The trust Barnes has built with the participants in her study has enabled her to begin asking them about donating their brains for study after death. “We’ve had to educate people and their family members about donation, why it’s important and what we’re looking for.
“I tell them that this is how we’re going to discover a cure for this disease.” About half of the study’s current participants have agreed to donate their brains at the time of death.
To increase participants’ comfort with the study process, Barnes’ team visits them in their homes to conduct all cognitive tests and blood draws. “That removes a large barrier,” she says.
“Many people don’t have access to reliable transportation, or don’t want to navigate a complicated medical center.
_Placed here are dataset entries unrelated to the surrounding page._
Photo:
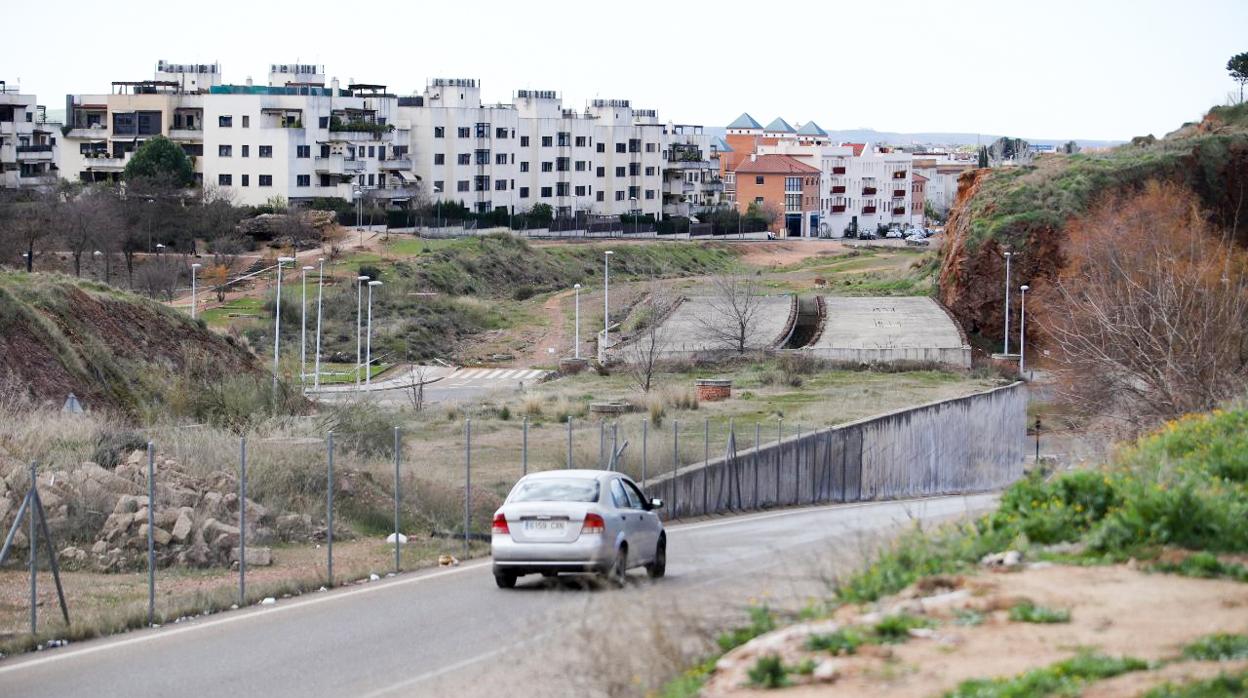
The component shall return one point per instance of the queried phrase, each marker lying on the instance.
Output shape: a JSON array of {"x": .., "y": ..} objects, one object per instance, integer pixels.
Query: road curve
[{"x": 431, "y": 632}]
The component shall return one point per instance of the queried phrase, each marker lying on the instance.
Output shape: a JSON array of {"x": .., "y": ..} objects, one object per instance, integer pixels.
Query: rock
[
  {"x": 256, "y": 556},
  {"x": 181, "y": 527}
]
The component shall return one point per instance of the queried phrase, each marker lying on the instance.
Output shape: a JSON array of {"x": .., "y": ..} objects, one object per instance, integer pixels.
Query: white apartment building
[{"x": 28, "y": 141}]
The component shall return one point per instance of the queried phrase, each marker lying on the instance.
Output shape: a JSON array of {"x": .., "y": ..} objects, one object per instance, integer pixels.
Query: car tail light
[{"x": 594, "y": 523}]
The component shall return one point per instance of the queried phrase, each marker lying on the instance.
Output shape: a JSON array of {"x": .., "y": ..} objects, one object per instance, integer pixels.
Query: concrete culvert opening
[{"x": 809, "y": 322}]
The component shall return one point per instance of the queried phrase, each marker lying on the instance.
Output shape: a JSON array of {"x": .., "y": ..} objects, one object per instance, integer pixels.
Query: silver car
[{"x": 577, "y": 521}]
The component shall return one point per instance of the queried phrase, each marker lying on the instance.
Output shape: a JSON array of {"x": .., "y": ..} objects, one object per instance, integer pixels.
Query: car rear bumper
[{"x": 588, "y": 553}]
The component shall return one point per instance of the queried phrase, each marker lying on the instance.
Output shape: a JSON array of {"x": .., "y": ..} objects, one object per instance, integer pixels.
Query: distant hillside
[
  {"x": 869, "y": 135},
  {"x": 1027, "y": 209},
  {"x": 111, "y": 349}
]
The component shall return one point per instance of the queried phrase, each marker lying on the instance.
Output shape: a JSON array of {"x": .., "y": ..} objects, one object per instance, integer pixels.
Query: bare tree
[
  {"x": 733, "y": 320},
  {"x": 1150, "y": 317},
  {"x": 642, "y": 355}
]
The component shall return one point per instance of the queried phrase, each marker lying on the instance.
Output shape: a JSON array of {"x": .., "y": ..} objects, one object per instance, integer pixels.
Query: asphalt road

We do testing in people’s homes and bring the data back to Rush.”
Barnes and her team are also working to inform the community about their research. They regularly make presentations for churches, senior buildings, civic groups and other spaces where Black Chicagoans gather.
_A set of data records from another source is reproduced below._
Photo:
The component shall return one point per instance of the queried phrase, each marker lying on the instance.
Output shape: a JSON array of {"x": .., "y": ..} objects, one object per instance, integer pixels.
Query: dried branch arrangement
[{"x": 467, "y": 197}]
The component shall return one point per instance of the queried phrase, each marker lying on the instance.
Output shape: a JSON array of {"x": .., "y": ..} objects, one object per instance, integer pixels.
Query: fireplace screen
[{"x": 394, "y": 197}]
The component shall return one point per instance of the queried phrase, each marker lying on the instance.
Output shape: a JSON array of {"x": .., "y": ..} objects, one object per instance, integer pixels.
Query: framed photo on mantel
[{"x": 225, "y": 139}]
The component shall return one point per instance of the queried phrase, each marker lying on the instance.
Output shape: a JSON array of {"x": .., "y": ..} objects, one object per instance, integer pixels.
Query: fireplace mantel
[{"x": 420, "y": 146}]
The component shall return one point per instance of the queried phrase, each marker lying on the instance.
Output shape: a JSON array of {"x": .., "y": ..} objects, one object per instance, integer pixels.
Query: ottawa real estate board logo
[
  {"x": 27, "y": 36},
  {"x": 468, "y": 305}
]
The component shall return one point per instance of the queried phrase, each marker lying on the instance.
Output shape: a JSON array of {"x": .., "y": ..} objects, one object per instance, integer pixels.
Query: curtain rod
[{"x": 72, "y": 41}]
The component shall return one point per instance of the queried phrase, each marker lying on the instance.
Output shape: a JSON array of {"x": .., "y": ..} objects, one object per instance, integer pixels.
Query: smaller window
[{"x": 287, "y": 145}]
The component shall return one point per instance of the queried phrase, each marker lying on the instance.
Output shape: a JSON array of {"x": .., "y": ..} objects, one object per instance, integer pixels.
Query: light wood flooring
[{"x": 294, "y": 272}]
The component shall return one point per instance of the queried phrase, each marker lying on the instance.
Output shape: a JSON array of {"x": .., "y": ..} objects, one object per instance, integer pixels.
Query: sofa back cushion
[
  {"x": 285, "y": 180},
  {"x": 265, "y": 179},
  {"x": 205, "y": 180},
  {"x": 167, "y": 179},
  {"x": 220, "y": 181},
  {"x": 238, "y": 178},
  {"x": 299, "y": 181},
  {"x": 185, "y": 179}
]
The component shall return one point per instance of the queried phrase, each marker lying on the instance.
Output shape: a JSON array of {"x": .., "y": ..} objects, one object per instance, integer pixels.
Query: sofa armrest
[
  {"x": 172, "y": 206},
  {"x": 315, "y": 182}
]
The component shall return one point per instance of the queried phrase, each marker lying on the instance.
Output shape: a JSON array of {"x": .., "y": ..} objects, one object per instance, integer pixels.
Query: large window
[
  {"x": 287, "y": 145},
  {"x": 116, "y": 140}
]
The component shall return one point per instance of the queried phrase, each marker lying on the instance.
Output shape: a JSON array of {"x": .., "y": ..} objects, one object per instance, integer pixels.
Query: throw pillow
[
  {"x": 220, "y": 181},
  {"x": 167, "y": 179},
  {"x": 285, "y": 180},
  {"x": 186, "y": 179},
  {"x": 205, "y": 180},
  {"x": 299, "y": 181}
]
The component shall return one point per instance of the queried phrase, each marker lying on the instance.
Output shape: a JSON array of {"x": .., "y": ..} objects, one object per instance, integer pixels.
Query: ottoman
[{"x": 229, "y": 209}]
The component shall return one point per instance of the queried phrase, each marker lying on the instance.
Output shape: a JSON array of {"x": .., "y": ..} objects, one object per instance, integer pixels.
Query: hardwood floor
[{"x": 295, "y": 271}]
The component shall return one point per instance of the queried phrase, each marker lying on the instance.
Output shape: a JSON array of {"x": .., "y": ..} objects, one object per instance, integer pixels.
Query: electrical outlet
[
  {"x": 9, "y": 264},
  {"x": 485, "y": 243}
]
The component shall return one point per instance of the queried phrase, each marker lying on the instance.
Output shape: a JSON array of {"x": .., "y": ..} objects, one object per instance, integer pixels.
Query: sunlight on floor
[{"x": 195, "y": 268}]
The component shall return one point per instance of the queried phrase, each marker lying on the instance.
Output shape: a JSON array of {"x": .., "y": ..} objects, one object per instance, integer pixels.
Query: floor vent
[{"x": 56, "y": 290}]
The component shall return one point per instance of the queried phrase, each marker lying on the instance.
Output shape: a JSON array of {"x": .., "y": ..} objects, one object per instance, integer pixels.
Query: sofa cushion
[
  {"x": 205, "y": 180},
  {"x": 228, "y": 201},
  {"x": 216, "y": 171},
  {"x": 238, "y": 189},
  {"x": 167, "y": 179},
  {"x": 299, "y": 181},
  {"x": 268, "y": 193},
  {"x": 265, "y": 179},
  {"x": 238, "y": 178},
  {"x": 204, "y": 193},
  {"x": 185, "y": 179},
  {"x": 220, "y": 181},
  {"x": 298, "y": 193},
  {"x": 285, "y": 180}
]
“We start with the basics: What is research, why do we do it, and why is it important for you to be included? We talk about Alzheimer’s and how it’s affecting older Black people at a higher rate. We talk about healthy aging. And we are very transparent about what we’re finding and how the community has contributed.
“People get to know us as faces of Rush, and know that we care about them. All those things together help strengthen trust and relationships.” The resulting word of mouth in the community has helped Barnes recruit new participants and more than double the size of the initial study cohort.
In pursuit of equity
Ultimately, Barnes says that her goal is equity in the discussion and study of aging and brain health. “Comparing all other racial or ethnic groups to whites isn’t equitable — and can make people in those other groups feel like they don’t want to participate in research at all.
“My dream is that we can center diversity, or decenter whiteness, so that everyone is on the same playing field. We do that by increasing the number and diversity of people involved in studies, raising awareness in the community about how this disease doesn’t discriminate, and identifying the things that might help to mitigate it.”